Non si è trattato di una falla tecnologica, ma di una debolezza organizzativa: mancati controlli, accessi troppo estesi, formazione inadeguata. È il classico esempio di quanto le minacce interne – deliberate o per negligenza – rappresentino oggi uno dei rischi più sottovalutati. Secondo gli analisti di Hacken, la maggior parte delle piattaforme crypto non ha policy efficaci per la rotazione delle credenziali, per la segmentazione degli accessi o per la gestione delle emergenze operative.

Credenziali esposte, attacchi interni e falle organizzative: i rischi trascurati – crypto.it

Questa lacuna evidenzia quanto sia necessario affiancare alla robustezza dei protocolli on-chain una vera cultura della sicurezza aziendale, con sistemi di auditing interno, aggiornamenti continui delle policy e procedure standardizzate anche nel mondo Web3.

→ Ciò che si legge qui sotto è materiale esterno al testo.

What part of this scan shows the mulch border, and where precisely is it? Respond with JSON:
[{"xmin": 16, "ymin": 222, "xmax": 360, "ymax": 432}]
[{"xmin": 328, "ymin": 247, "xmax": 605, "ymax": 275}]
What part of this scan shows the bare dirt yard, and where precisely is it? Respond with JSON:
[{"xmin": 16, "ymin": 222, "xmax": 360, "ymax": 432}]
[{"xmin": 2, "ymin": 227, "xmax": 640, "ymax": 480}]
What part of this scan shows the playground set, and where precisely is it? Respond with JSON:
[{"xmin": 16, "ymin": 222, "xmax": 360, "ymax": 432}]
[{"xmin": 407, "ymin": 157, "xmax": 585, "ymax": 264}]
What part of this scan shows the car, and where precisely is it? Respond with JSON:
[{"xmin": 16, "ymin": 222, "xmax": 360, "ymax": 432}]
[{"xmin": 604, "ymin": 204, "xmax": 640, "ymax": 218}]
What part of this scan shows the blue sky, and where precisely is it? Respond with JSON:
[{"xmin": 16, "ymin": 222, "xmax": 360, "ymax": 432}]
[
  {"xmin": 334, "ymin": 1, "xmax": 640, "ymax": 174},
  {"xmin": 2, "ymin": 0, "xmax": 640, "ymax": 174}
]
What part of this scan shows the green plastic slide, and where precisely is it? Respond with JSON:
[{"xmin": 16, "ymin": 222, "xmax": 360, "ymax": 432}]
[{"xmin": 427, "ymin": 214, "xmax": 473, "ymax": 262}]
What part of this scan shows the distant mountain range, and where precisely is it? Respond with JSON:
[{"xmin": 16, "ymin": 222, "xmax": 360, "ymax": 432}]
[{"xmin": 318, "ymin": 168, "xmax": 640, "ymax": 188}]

L’illusione della sicurezza automatica e la necessità di standard condivisi

Nel Web3, l’illusione che l’automazione elimini il rischio umano è ancora molto diffusa. La verità è che ogni infrastruttura digitale è solo forte quanto il suo elemento più debole, spesso rappresentato da chi la gestisce. Le stablecoin, i bridge tra blockchain, le piattaforme DeFi: tutti strumenti sofisticati, ma spesso accessibili da interfacce centralizzate dove basta una password debole o un dipendente disattento per compromettere l’intero sistema.

La mancanza di uno standard di sicurezza condiviso per l’ambiente off-chain è uno dei temi più urgenti sollevati dagli esperti. Hacken sottolinea come molte aziende crypto non rispettino nemmeno l’equivalente della ISO/IEC 27001, uno standard riconosciuto per la sicurezza delle informazioni. Non si tratta solo di compliance, ma di protezione della fiducia degli utenti in un sistema già segnato da numerosi scandali.

Un altro aspetto critico è la gestione dei fornitori esterni. Molte piattaforme si affidano a terze parti per il customer service o per l’hosting dei dati, aumentando il perimetro di rischio. Se le catene di fornitura non sono sicure, anche la blockchain più avanzata diventa vulnerabile.

In un settore che si evolve rapidamente, restare ancorati all’idea che tutto si risolva con smart contract auditati è un errore strategico. La cybersecurity non è solo codice: è anche cultura, prevenzione e governance. E se il mondo crypto vuole davvero competere con la finanza tradizionale, dovrà presto imparare a proteggersi anche dove le blockchain non arrivano.